Remember: when it comes to building muscle, focus on lifting weights and giving your body the rest it needs. Adding some cardio into the mix can be helpful, but don’t let it take away from your weightlifting workouts!
High-Intensity Cardio Workout
High-intensity interval training, or HIIT, is a type of cardio where you alternate between short bursts of all-out effort and active recovery. This type of cardio is very effective for building muscle because it helps improve your overall cardiovascular fitness while also helping you to recover faster from your weightlifting workouts.
A typical HIIT workout might involve sprinting for 30 seconds followed by 90 seconds of walking or jogging. You would then repeat this cycle several times.
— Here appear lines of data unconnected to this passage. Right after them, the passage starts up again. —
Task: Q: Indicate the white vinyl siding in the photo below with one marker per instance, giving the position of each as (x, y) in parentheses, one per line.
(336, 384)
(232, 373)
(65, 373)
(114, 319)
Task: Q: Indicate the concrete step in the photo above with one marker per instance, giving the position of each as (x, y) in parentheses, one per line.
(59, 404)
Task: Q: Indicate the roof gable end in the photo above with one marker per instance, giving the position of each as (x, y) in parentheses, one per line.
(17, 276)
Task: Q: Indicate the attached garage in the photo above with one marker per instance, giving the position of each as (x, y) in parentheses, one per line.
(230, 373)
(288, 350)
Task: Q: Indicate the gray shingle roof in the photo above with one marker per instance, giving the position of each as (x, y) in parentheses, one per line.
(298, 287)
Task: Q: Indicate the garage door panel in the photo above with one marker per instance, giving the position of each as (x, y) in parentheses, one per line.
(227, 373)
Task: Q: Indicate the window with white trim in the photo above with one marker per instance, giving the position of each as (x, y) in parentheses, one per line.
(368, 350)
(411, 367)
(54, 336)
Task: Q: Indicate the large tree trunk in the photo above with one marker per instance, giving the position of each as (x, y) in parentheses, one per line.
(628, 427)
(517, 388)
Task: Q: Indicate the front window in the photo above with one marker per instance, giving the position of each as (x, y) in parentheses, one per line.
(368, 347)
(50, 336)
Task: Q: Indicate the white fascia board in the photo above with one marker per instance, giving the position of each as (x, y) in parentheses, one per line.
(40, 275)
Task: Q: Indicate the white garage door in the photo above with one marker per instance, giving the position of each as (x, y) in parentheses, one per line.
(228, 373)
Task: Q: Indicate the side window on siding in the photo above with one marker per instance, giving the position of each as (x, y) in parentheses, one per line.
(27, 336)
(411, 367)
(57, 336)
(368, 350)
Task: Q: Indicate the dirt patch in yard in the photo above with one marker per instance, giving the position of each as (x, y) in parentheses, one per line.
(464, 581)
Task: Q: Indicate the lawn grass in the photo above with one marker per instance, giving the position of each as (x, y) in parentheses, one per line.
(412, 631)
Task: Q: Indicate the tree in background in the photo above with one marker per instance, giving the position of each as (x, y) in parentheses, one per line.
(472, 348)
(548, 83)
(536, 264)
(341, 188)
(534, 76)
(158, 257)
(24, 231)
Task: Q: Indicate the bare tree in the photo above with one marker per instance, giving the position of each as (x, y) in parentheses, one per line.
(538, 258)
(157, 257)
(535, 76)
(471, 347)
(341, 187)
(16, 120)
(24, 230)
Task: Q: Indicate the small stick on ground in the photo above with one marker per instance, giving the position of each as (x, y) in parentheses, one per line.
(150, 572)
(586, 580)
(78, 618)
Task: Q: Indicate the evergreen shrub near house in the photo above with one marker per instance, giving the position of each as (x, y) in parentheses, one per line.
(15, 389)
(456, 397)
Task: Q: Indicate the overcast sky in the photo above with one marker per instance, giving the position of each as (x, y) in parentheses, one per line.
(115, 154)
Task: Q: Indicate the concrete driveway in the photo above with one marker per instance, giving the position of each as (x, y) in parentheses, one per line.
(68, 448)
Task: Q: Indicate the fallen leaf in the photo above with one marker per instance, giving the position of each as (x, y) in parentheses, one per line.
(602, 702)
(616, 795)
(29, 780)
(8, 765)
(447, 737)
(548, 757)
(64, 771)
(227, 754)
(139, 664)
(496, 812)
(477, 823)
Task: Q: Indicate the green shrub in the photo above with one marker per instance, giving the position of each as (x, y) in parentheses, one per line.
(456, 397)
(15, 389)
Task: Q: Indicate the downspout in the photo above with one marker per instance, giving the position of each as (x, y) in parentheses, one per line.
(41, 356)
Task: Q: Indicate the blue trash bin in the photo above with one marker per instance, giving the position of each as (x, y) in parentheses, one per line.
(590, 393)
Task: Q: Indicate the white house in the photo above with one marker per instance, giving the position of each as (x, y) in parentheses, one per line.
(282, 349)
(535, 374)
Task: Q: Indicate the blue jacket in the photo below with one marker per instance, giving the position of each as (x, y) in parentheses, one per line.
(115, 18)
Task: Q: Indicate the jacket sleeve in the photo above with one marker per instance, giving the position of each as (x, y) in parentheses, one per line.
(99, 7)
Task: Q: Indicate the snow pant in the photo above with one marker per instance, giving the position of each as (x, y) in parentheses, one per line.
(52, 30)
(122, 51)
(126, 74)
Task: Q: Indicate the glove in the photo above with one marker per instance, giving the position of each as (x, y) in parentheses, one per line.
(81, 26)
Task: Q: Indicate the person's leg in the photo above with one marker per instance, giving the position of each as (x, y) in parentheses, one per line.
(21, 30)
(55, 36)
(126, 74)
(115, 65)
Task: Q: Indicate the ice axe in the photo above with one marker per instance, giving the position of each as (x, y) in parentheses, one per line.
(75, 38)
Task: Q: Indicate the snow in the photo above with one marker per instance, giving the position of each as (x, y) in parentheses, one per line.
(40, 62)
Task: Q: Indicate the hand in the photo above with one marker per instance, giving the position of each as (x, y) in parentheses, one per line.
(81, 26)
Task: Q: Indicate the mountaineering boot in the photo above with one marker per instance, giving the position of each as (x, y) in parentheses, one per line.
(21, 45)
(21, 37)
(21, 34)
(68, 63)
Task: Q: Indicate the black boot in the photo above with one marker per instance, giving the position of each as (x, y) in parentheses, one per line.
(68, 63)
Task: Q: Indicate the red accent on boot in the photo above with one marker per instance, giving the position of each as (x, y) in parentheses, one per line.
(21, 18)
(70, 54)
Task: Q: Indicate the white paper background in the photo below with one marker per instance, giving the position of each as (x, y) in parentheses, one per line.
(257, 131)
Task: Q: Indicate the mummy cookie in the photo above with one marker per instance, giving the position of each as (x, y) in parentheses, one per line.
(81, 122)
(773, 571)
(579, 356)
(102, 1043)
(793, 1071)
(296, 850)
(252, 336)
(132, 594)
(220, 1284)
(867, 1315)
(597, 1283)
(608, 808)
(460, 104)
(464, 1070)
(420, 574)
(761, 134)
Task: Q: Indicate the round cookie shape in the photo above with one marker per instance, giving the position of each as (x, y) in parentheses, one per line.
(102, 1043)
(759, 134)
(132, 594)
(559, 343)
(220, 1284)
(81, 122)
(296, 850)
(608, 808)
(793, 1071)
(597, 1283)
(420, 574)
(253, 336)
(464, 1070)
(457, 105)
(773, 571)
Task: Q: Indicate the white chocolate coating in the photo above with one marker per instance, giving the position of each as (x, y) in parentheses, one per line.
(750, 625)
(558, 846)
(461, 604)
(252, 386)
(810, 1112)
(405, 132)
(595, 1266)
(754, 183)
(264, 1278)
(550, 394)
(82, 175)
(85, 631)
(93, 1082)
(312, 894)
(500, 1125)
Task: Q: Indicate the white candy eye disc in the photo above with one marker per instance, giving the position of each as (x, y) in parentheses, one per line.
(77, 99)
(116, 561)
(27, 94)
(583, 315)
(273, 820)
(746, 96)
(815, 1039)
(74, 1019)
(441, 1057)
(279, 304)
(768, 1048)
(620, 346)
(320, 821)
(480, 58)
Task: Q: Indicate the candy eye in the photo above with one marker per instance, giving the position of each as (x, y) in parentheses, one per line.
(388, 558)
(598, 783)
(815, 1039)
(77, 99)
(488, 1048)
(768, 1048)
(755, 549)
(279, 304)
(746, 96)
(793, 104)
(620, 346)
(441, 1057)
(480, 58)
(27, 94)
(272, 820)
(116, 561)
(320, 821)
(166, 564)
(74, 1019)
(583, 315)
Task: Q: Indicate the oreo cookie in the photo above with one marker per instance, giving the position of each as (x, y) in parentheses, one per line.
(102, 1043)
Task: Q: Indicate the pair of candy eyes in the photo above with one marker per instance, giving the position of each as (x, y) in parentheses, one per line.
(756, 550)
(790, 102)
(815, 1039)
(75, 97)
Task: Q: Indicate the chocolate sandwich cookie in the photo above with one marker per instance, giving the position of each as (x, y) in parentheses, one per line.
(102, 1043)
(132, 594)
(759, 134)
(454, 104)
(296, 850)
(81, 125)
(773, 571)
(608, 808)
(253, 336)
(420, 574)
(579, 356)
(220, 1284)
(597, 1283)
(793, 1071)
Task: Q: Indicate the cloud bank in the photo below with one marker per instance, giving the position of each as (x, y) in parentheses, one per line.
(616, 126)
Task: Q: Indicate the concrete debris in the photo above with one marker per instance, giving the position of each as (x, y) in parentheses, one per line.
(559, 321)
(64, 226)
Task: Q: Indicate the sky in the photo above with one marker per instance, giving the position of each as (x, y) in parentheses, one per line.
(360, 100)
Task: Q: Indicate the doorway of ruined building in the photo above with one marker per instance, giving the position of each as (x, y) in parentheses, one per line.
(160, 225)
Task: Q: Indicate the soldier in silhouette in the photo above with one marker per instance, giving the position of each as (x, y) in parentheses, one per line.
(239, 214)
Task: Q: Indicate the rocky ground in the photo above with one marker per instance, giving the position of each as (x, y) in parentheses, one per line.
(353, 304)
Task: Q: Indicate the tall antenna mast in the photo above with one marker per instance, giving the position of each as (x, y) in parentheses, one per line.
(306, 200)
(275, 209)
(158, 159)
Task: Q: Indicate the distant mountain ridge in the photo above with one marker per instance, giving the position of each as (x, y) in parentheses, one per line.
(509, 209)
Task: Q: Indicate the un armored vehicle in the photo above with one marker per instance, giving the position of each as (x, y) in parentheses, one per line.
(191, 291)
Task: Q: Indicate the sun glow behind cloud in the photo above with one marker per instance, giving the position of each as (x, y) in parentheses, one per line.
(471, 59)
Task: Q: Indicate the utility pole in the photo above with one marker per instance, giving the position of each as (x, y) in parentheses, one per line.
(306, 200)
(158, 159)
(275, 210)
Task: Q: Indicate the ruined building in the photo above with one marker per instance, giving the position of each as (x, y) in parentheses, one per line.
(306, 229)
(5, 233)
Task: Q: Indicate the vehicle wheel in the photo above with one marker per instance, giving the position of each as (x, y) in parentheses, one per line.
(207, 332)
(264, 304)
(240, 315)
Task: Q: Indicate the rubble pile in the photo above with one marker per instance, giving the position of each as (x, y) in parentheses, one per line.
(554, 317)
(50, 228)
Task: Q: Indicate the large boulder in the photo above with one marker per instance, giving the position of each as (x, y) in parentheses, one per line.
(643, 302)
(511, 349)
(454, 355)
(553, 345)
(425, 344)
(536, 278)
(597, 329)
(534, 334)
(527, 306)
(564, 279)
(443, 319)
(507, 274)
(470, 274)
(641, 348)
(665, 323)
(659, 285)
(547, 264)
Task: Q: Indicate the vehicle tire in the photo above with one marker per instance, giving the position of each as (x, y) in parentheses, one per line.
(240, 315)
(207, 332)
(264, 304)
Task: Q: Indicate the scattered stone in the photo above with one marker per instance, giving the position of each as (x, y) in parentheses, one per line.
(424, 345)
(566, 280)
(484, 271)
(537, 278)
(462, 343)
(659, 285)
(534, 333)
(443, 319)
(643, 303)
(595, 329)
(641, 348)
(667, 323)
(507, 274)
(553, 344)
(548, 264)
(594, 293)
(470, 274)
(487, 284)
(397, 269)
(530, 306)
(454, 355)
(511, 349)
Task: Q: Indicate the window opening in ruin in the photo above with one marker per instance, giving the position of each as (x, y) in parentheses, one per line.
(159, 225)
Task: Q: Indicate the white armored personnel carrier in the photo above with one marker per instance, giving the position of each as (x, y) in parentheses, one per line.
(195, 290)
HIIT workouts are typically shorter than traditional cardio workouts, but they are much more intense.
One study showed that just eight weeks of HIIT training was enough to improve both VO₂max (a measure of cardiovascular fitness) and muscular endurance in participants.
So if you’re looking for a type of cardio that will help you build muscle, HIIT is the way to go! Just make sure not to do it too close to your weightlifting workouts, as it can interfere with your recovery.
you need to build your endurance, then you can lift longer and harder without getting tired. And live a healthy lifestyle. What’s the point of being huge if you can’t use your body to the max?
Look at Dwayne Johnson’s workout program. He runs at least 45 minutes a day and look he is huge. Cardio is part of any good exercise routine, it’s just that the amount of cardio should be adjusted to your goal. I run for 45 min 3x a week (my goal is to build more muscle while still being fit) and lift 4 days a week. and I don’t see any difference in my muscle growth from before I did this type of cardio in my routine.
So if you only want to build muscle DO cardio AFTER your weight lift session. so it doesn’t hinder your performance. you can do HIIT or low-intensity cardio. Just do it in moderation.
if you go for the overall picture you should do some intense cardio, after all, your heart is a muscle too.